After the initial drop, expect fat loss to proceed at a steadier, slower pace. The diet works for weight loss primarily because protein and fat are more filling than carbohydrates, so most people naturally eat fewer calories without counting them. There’s no metabolic magic that makes a no-carb diet burn fat faster than any other approach at the same calorie level. The advantage is appetite suppression, which makes the calorie deficit easier to maintain.

By week four, the rate of loss often slows as your body adapts to its new fuel source. This is normal and doesn’t mean the diet has stopped working. Plateaus can last one to three weeks before loss resumes.

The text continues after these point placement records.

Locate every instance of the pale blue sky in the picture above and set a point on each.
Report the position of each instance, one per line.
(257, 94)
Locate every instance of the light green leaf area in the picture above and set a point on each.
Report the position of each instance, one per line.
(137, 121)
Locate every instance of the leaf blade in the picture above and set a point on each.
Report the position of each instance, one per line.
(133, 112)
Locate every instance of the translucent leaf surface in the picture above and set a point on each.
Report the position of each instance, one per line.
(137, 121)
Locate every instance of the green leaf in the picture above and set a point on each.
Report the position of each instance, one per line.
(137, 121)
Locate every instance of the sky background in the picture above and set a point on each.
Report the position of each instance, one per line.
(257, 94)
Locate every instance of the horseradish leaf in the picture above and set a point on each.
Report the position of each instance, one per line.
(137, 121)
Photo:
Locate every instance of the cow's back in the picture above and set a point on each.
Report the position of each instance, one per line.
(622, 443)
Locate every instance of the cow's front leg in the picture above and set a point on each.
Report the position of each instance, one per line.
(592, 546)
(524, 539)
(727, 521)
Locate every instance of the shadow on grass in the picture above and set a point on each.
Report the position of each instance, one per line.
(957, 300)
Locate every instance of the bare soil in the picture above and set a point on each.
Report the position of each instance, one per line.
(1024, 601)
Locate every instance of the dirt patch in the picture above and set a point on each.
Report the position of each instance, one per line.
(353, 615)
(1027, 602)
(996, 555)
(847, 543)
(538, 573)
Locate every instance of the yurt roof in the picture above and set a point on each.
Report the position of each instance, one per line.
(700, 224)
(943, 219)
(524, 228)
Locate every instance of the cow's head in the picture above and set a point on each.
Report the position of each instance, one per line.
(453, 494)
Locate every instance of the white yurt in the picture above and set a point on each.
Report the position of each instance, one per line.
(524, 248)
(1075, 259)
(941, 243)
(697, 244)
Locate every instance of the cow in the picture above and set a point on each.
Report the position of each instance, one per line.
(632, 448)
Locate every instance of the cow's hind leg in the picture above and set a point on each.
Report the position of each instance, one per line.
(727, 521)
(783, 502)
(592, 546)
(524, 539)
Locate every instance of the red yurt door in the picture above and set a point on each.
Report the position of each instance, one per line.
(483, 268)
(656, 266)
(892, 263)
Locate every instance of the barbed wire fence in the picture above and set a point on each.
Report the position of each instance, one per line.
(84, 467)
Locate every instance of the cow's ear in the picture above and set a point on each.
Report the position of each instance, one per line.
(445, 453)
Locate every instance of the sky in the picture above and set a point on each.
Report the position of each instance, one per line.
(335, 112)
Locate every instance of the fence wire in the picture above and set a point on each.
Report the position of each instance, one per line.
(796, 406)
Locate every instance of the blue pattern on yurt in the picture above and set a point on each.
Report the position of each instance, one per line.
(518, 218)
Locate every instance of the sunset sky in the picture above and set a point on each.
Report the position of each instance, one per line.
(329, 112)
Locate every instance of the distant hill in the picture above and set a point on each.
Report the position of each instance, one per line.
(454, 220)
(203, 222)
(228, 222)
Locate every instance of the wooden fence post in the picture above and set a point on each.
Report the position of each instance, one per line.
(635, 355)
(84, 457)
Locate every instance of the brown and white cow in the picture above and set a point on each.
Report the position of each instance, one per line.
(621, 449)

Who Should Avoid This Diet

A no-carb diet is not safe for everyone. People with conditions involving the pancreas, liver, thyroid, or gallbladder should not attempt it. The diet can cause kidney stones, raise LDL cholesterol, and lower blood pressure, which can be dangerous if you’re already on blood pressure medication. Anyone taking diabetes medication that lowers blood sugar may need those medications adjusted within days of starting, since removing carbs can cause blood sugar to drop rapidly on top of the drug’s effect.

Pregnant or breastfeeding women need a broader range of nutrients than this diet reliably provides. Children and teenagers still developing should not restrict carbohydrates this severely. If you have a history of disordered eating, the rigid food rules of a no-carb approach can reinforce harmful patterns.

Making It Sustainable

The strictest version of no-carb is hard to maintain long-term, and most people who start with zero eventually settle into a very-low-carb range (under 20 grams per day) that allows small servings of non-starchy vegetables and the occasional handful of berries. This approach preserves most of the metabolic benefits of ketosis while reducing the risk of nutrient deficiencies and giving your gut bacteria something to work with.

If you’re committed to staying at zero, prioritize organ meats, rotate your protein sources regularly, supplement electrolytes daily, and consider a basic multivitamin to cover gaps in vitamin C, folate, and B vitamins. Track how you feel, not just what the scale says. Persistent fatigue, hair loss, or digestive problems that don’t resolve after the first month are signs the diet isn’t meeting your needs in its current form.